In 2002 Family Code section 721 was amended to expand this confidential fiduciary relationship and impose the same rights and duties as applies to nonmarital business partners under the California Corporations Code, and includes but is not limited to:
        
            (1)    Providing each spouse access at all times to any books kept regarding a transaction for the purposes of inspection and copying;        

            (2)    Rendering upon request true and full information of all things affecting any transaction which concerns the community property.     

            (3)    Accounting to the spouse, and holding as trustee, any benefit or profit derived from any transaction by one spouse without the consent of the other spouse which concerns the community property (i.e., all property acquired by a married person during the marriage).

While Section 721 does not mention Registered Domestic Partners, it applies to them as well.

One major consequence is that transactions which benefit only one spouse may be set aside by the other, either before or during a divorce proceedings.

As a practical matter for divorcing couples, this means:     

            a)    If one party has benefited over the other in a transaction involving money or property and thereby gained an advantage during the course of the marriage, the law presumes the advantage was gained through undue influence exerted on the part of the benefited party, and the transaction is presumed invalid and can be set-aside;     

            b)    The burden of convincing a Court that a set-aside should not occur then shifts to the advantaged spouse;     

            c)    All this can occur without regard to good or bad intent on the part of the advantaged spouse (i.e., actually intending to defraud as opposed to merely being sloppy).  Either way the law declares the transaction to be the result of "constructive fraud".   Once the Court finds constructive fraud the transactions can be set aside, the benefited party can be ordered to pay restitution to the other and to disgorge any profits they alone received, title may be reformed to include both parties' names, or the property may be held in trust for both on a present and go-forward basis rather than in the name of the one alone.  If there is an actual fraudulent intent, the remedies to the injured spouse are more severe.

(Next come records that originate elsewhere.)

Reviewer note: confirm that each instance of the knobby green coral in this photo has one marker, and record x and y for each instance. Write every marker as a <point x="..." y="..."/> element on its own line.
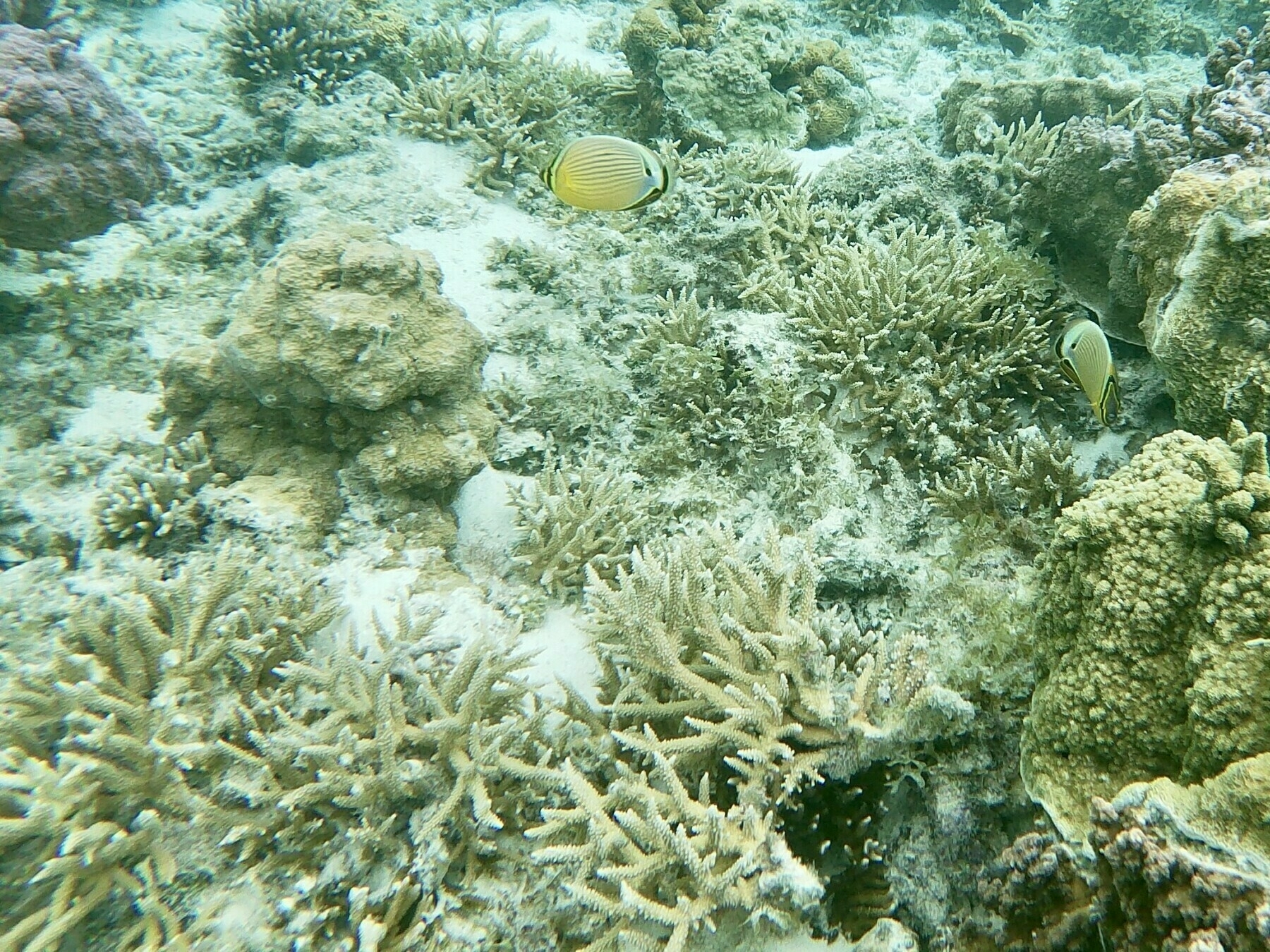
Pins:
<point x="1154" y="599"/>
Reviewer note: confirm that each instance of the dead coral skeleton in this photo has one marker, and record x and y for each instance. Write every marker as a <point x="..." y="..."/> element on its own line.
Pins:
<point x="149" y="507"/>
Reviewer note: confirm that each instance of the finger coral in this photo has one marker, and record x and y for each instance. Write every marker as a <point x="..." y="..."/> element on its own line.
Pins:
<point x="730" y="693"/>
<point x="103" y="744"/>
<point x="152" y="508"/>
<point x="578" y="520"/>
<point x="1151" y="592"/>
<point x="511" y="102"/>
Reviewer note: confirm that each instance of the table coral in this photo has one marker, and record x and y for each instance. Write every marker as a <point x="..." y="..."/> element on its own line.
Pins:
<point x="1202" y="253"/>
<point x="1151" y="590"/>
<point x="343" y="347"/>
<point x="74" y="159"/>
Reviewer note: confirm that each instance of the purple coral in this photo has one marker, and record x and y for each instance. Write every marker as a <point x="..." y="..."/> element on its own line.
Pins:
<point x="74" y="159"/>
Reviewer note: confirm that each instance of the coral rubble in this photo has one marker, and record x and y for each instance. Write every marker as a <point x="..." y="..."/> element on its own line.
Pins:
<point x="74" y="159"/>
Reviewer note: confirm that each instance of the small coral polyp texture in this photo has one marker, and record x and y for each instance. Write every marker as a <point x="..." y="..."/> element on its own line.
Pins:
<point x="1203" y="252"/>
<point x="1155" y="597"/>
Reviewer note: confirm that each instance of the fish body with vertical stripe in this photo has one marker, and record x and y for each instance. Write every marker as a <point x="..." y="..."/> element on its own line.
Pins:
<point x="1085" y="358"/>
<point x="606" y="174"/>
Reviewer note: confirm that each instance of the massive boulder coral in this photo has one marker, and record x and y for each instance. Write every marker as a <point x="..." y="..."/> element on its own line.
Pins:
<point x="1168" y="867"/>
<point x="74" y="159"/>
<point x="342" y="348"/>
<point x="1152" y="597"/>
<point x="1202" y="253"/>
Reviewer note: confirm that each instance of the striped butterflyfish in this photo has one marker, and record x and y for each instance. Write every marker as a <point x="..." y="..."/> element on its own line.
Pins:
<point x="1085" y="358"/>
<point x="606" y="174"/>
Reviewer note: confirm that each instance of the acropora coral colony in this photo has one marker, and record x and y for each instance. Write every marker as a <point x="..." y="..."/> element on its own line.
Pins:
<point x="878" y="634"/>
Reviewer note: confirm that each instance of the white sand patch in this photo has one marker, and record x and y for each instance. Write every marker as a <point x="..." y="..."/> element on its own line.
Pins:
<point x="116" y="415"/>
<point x="368" y="592"/>
<point x="812" y="161"/>
<point x="461" y="243"/>
<point x="1109" y="446"/>
<point x="563" y="655"/>
<point x="568" y="32"/>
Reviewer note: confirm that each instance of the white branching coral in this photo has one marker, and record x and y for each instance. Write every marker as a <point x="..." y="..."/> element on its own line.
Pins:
<point x="152" y="508"/>
<point x="579" y="518"/>
<point x="1017" y="485"/>
<point x="933" y="343"/>
<point x="103" y="745"/>
<point x="728" y="692"/>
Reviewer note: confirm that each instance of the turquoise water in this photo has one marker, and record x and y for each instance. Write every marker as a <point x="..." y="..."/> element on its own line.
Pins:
<point x="857" y="542"/>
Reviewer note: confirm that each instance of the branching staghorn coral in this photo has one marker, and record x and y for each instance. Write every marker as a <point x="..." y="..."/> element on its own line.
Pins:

The fact that parties have separated or that a dissolution or legal separation is pending does not end the parties' fiduciary responsibilities.  Family Code section 1100(e) continues those same duties "until such time as the assets and liabilities have been divided by the parties or by a court." 

Remedies for breach of the fiduciary duty as described in Family Code section 721, and section 1100, include an amount equal to one-half of the value of any asset undisclosed or transferred in breach of fiduciary duty, plus attorneys fees.  This includes inadvertent or unintentional violations.  Family Code section 1101(g).  Where a court comes to believe a spouse acted intentionally to defraud the other spouse, the Court "shall" award 100% of the value of what should have been disclosed, or what should not have been transferred, to the innocent spouseFC section 1101(h).

If you have a business, or investments in real estate or simply a family residence, and certain transactions have occurred, you may have a problem.  If you are a dependent spouse, regardless whether the other party intended to cheat you, you may have important entitlements and remedies.

This is one of the most complicated, emerging areas of California family law.  Do not go it alone!  In every dissolution and legal separation case, regardless whether either party has an attorney, each party must exchange a Preliminary Declaration of Disclosure, and unless expressly waived, a Final Declaration of Disclosure.  If these documents contain errors, misinformation, or are incomplete the consequences can be financially devastating because an entire settlement or judgment may later be set aside.  These documents sit as leverage tools and landmines for years to come.